LA VIOLENCE ÉDUCATIVE, fait le lit des maladies

ARTICLE N° 71 Par Emmanuel Duquoc

Les fessées de l’enfance peuvent-elles provoquer un cancer adulte ? La question peut paraître saugrenue. Pourtant, les preuves s’accumulent de l’incidence de la violence éducative ordinaire sur la santé mentale, les comportements et l’incidence des grandes maladies comme le cancer et les maladies cardio-vasculaires. Quant à la manière d’y remédier, la question fait débat.

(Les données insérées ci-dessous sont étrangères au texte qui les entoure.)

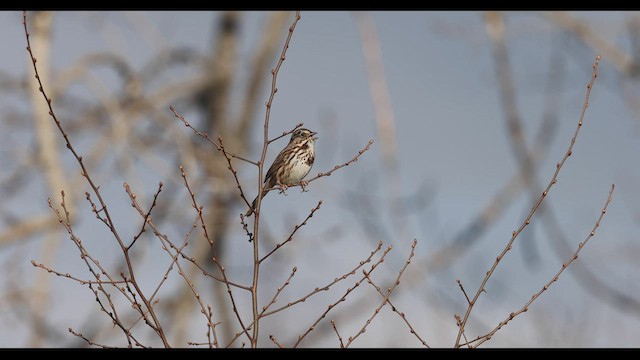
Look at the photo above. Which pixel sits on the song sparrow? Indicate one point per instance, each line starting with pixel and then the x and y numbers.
pixel 291 165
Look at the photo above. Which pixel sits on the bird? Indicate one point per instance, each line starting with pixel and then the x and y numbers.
pixel 291 165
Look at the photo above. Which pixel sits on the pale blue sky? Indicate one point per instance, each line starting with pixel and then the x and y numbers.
pixel 451 138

Un père et une mère accompagnés d’un bambin de 2 ans dégustent un esquimau. L’enfant manifeste l’envie d’en avoir également. Devant le refus de sa mère, il se met à pleurnicher. Les parents, alternativement, lui tendent leur propre glace que l’enfant refuse net, tout en tendant la main vers le bâtonnet et pleurant de plus belle. Le même rituel se produit à plusieurs reprises. Ne comprenant pas les pleurs de l’enfant, les parents se mettent à rire de son comportement en lui disant qu’il fait une comédie pour rien. Une fois sa glace terminée, le père tend son bâtonnet à l’enfant qui, plein d’espoir, se met à le sucer puis l’abandonne, déçu. Un profond sanglot secoue son petit corps puis il se remet à trottiner derrière ses parents.

Cette scène banale est relatée par Alice Miller dans son ouvrage L’avenir du drame de l’enfant doué. Pour cette philosophe, sociologue et psychologue suisse qui a patiemment étudié les liens entre le comportement des criminels nazis, dont Hitler, et les humiliations qu’ils avaient subies dans l’enfance, l’enfant manifestait son envie de tenir, lui aussi, un esquimau, comme les grands. Incompris et surtout confronté à la moquerie, il rejouera tôt ou tard la scène avec ses frères et soeurs ou avec ses propres enfants. « Ce que décrit Alice Miller, c’est le théâtre ordinaire auquel nombre d’entre nous assistent quotidiennement sans ciller et auxquels des milliers de parents se livrent chaque jour, inconscients de leur impact profond sur la santé mentale et physique ! » commente Yvane Wiart, docteur en psychologie spécialiste de l’impact de l’attachement sur la santé et auteur du livre Petites violences ordinaires – la violence psychologique en famille.. Serions-nous majoritairement malades des diverses maltraitances subies dans l’enfance ? C’est la conclusion à laquelle est arrivée cette spécialiste du couple et des relations parents-enfants en étudiant de manière transversale les études et théories psychologiques qui traitent des traumatismes de l’enfance et de leurs conséquences à long terme.

Des millions d’enfants victimes d’abus

Les institutions internationales et européennes aussi s’inquiètent depuis plusieurs années des conséquences de la maltraitance à enfants sur la santé. Bien au-delà des 31 000 homicides d’enfants annuels, l’OMS estime en effet que « des millions d’enfants dans le monde sont victimes chaque année d’abus et de négligence n’entraînant pas la mort ». La maltraitance à enfants est un vaste problème mondial. Parmi les conséquences, l’organisme estime que si les stimulations et l’affection font défaut, si les personnes en charge de l’enfant lui sont hostiles ou ne s’intéressent pas à lui, son développement cérébral risque d’être altéré. Dans un guide sur la prévention de la maltraitance des enfants paru en 2006, l’OMS cite une étude américaine : « Le stress chronique surdéveloppe les régions du cerveau qui interviennent en cas d’anxiété et de crainte. » Conséquence logique : « Le cerveau des enfants qui souffrent de stress à cause de mauvais traitements physiques ou de négligence chronique consacre ses ressources à la survie et à réagir aux menaces de l’environnement. » Cette affectation se fait au détriment de l’acquisition de connaissances.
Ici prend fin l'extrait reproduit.